Zinc porphyrin/fullerene/block copolymer micelle for enhanced electron transfer ability and stability

Wang, RL (Wang, Ruolin)^[ 1 ] ; Qu, R (Qu, Rui)^[ 1 ] ; Jing, C (Jing, Chen)^[ 1 ] ; Zhai, Y (Zhai, Yan)^[ 1 ] ; An, YL (An, Yingli)^[ 1 ] ; Shi, LQ (Shi, Linqi)^[ 1 ]

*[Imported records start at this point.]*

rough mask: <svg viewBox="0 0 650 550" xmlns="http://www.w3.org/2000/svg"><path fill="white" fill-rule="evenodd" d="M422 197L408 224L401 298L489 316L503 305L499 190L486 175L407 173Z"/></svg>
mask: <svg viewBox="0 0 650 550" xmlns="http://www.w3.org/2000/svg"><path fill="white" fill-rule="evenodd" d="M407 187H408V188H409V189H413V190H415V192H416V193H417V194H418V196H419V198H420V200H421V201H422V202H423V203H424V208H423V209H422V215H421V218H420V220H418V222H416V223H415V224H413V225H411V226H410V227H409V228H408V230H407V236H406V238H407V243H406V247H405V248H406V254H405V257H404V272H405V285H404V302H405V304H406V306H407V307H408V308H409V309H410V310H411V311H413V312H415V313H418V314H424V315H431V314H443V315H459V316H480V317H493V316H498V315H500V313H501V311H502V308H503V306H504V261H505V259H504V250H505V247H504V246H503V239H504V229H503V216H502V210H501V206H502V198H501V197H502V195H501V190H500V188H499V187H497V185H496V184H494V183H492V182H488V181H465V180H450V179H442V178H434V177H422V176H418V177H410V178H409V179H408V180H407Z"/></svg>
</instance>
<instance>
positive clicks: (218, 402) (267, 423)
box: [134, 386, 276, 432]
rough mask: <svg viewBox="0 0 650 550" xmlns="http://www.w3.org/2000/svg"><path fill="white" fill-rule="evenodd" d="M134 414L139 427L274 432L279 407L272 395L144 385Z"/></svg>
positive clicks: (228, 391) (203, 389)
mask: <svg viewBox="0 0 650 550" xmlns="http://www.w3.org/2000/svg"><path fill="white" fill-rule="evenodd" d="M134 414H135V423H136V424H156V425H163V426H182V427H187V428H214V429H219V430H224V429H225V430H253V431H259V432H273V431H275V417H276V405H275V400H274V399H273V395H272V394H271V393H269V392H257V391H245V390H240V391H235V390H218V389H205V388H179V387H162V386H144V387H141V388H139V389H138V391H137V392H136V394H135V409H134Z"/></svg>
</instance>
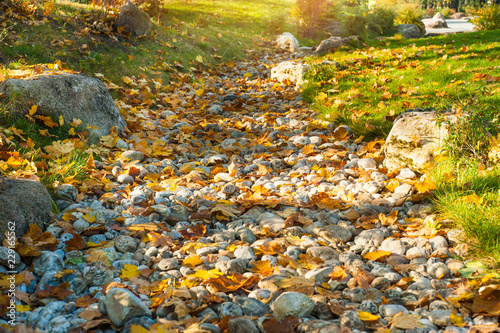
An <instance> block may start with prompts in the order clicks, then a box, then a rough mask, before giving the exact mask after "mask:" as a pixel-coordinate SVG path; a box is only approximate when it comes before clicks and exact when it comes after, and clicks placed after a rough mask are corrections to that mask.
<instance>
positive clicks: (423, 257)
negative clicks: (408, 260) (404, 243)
mask: <svg viewBox="0 0 500 333" xmlns="http://www.w3.org/2000/svg"><path fill="white" fill-rule="evenodd" d="M428 256H429V253H428V252H427V250H426V249H424V248H423V247H419V246H415V247H412V248H410V249H408V251H406V258H407V259H409V260H411V259H415V258H427V257H428Z"/></svg>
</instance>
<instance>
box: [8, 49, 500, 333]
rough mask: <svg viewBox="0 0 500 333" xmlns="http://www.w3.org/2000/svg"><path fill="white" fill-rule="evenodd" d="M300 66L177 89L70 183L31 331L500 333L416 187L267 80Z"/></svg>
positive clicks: (375, 152) (307, 108)
mask: <svg viewBox="0 0 500 333" xmlns="http://www.w3.org/2000/svg"><path fill="white" fill-rule="evenodd" d="M249 58H252V55H250V56H249ZM286 58H287V56H286V55H281V56H279V55H267V56H263V57H255V58H253V59H251V60H249V61H247V62H240V63H236V64H228V65H227V66H224V67H220V68H218V69H216V70H213V71H212V72H210V73H204V74H200V76H199V77H197V79H196V81H194V82H192V80H191V79H190V77H189V75H181V76H179V79H180V80H179V81H178V82H176V83H175V84H173V85H172V86H170V87H168V88H167V89H165V90H164V92H163V93H161V94H159V95H158V96H157V98H158V100H161V106H160V110H158V111H145V112H143V113H141V114H140V115H141V119H142V120H141V123H136V124H134V128H135V132H134V133H133V135H132V136H131V137H129V138H128V140H127V142H124V141H123V140H120V141H119V142H116V143H114V147H112V148H110V152H109V155H108V156H109V158H108V159H106V158H104V159H103V160H102V161H95V166H96V169H95V170H94V182H93V183H87V185H88V186H87V187H86V188H85V189H84V188H82V187H81V188H79V189H77V188H75V187H73V186H71V185H63V186H60V187H58V188H57V190H56V191H57V193H58V194H59V195H60V196H61V197H63V198H66V199H65V200H59V201H58V202H57V204H58V205H59V207H60V208H61V209H62V212H61V213H60V214H59V215H58V218H59V220H60V222H59V223H57V224H55V225H52V226H50V227H49V229H48V231H49V232H51V233H52V234H53V235H55V236H56V237H57V239H58V240H59V241H60V244H59V245H58V249H57V250H54V251H44V252H43V254H42V255H41V256H38V257H37V258H36V259H35V260H34V261H33V267H34V271H33V274H31V273H29V274H31V275H29V274H28V273H27V274H28V275H27V276H31V278H32V281H31V282H29V283H25V284H21V285H20V286H19V287H18V288H19V292H20V293H21V292H23V293H26V294H22V295H31V296H30V297H28V298H27V299H29V300H30V302H31V310H30V311H25V312H19V313H18V318H17V319H18V320H19V322H23V323H25V324H26V325H28V326H31V327H33V328H37V329H40V330H42V331H45V332H61V333H62V332H68V331H71V332H81V331H85V330H91V329H94V332H109V333H110V332H115V331H123V332H145V331H146V330H145V329H142V328H141V330H139V328H138V327H137V326H136V325H140V326H143V327H145V328H146V329H150V330H151V331H152V332H153V331H154V332H157V331H168V332H176V331H180V332H182V331H189V332H214V333H218V332H221V331H224V332H235V333H236V332H238V333H241V332H259V331H260V332H269V333H271V332H294V331H296V332H340V331H341V332H349V330H352V331H353V332H371V331H375V330H382V331H383V332H386V331H385V330H384V329H386V328H391V327H392V330H391V332H403V331H404V330H406V332H408V333H413V332H415V333H416V332H419V333H420V332H421V333H424V332H442V331H444V330H446V332H456V333H465V332H467V330H468V328H467V327H468V326H470V325H481V324H488V323H496V322H497V318H496V317H494V316H484V317H483V316H482V315H477V313H478V312H482V313H487V312H488V310H487V309H484V308H483V309H479V308H477V307H476V308H475V306H476V305H475V303H473V302H476V301H477V300H480V299H481V297H482V296H481V294H480V293H479V292H478V291H477V290H476V289H477V288H478V285H475V286H472V285H469V284H468V283H467V281H466V280H464V279H463V278H462V277H461V274H460V273H459V270H461V269H463V268H464V267H465V266H464V263H463V262H462V261H461V260H460V259H457V258H459V256H460V255H462V254H463V253H464V251H465V250H466V248H465V247H464V246H463V245H460V244H458V243H457V239H458V237H459V235H460V233H459V232H458V230H455V229H446V228H444V227H443V228H438V227H436V224H437V223H436V221H435V220H434V219H435V217H434V216H433V215H431V213H432V209H431V206H430V204H428V203H426V202H425V201H423V202H422V201H419V200H420V199H418V198H417V197H414V196H413V194H415V193H416V191H415V184H417V183H418V179H417V178H416V175H415V174H414V173H413V172H412V171H411V170H409V169H402V170H399V172H397V173H396V174H389V173H387V170H385V169H384V168H383V166H382V164H381V162H382V160H383V156H382V155H381V145H380V143H378V144H376V143H375V144H374V143H372V144H367V143H366V142H358V141H357V140H355V139H356V138H354V137H351V135H350V129H349V128H347V127H345V126H338V127H337V126H336V125H335V124H333V123H329V122H325V121H320V120H317V119H316V115H315V113H314V112H312V111H311V110H310V109H309V106H308V105H306V104H305V103H303V102H302V99H301V97H300V95H299V93H298V92H297V91H295V89H294V87H293V86H290V85H288V86H287V85H281V84H278V83H276V82H272V81H270V80H269V73H270V69H271V68H272V66H274V65H276V63H278V62H280V61H282V60H285V59H286ZM129 98H130V99H131V101H132V99H134V98H136V97H134V95H131V96H129ZM131 112H132V111H131ZM129 127H130V124H129ZM142 143H144V145H143V144H142ZM118 147H121V148H118ZM132 147H134V149H130V148H132ZM141 147H142V148H141ZM165 154H167V155H168V154H170V156H171V157H170V158H157V157H156V156H161V155H165ZM148 155H149V156H148ZM130 160H135V162H133V163H131V162H129V161H130ZM396 183H397V184H396ZM99 184H101V185H99ZM395 184H396V185H395ZM394 185H395V186H394ZM75 200H79V201H78V202H75ZM443 223H444V222H443ZM35 243H36V242H35ZM27 264H28V263H24V262H23V263H21V264H20V265H19V267H18V270H23V269H25V268H26V267H27ZM57 288H59V289H57ZM68 290H69V291H71V292H68V293H66V292H67V291H68ZM63 291H64V292H63ZM494 292H495V291H491V293H494ZM491 293H488V295H486V296H485V297H488V296H489V295H491ZM23 299H24V300H26V298H23ZM485 299H486V298H485ZM23 304H24V303H23ZM471 309H472V310H471ZM478 309H479V310H478ZM474 314H476V315H474ZM278 321H281V323H280V322H278ZM188 328H189V329H188ZM155 329H156V330H155ZM382 331H379V332H382ZM387 332H389V331H387Z"/></svg>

RSC ADVANCES, 2017, 7(17): 10100-10107

DOI: 10.1039/c7ra00196g

  WOS:000393763400012

Abstract

Inspired by the structures of antenna-reaction centers in photosynthesis, a complex micelle was prepared from zinc tetrakis(4-sulfonatophenyl) porphyrin (ZnTPPS), modified fullerene (mC(60)) and poly(ethylene glycol)-block-poly(L-lysine) (PEG-b-PLys) by electrostatic interactions. The core-shell structure made the donor-acceptor system work in an aqueous environment. In the micellar core, ZnTPPS and mC60 molecules were surrounded by each other which ensured effective energy migration from the donor to the acceptor. The emission of the porphyrin was quenched efficiently which was confirmed by a series of fluorescence spectra. In comparison with the ZnTPPS micelle, the interaction of the mC(60) with the porphyrin inhibited the generation of singlet oxygen, which was measured by electron paramagnetic resonance (EPR) and iodide method. In addition, enhanced generation of the superoxide radical was detected by reduction of nitro blue tetrazolium (NBT) in the presence of an electron donor. What is more, the complex micelle exhibited high electron transfer performance in the photocatalytic reduction of methyl viologen. The complex micellar structure endowed the donor-acceptor system with improved stability in an acidic environment. This strategy would be helpful for designing a new electron transfer platform and artificial photosynthetic system.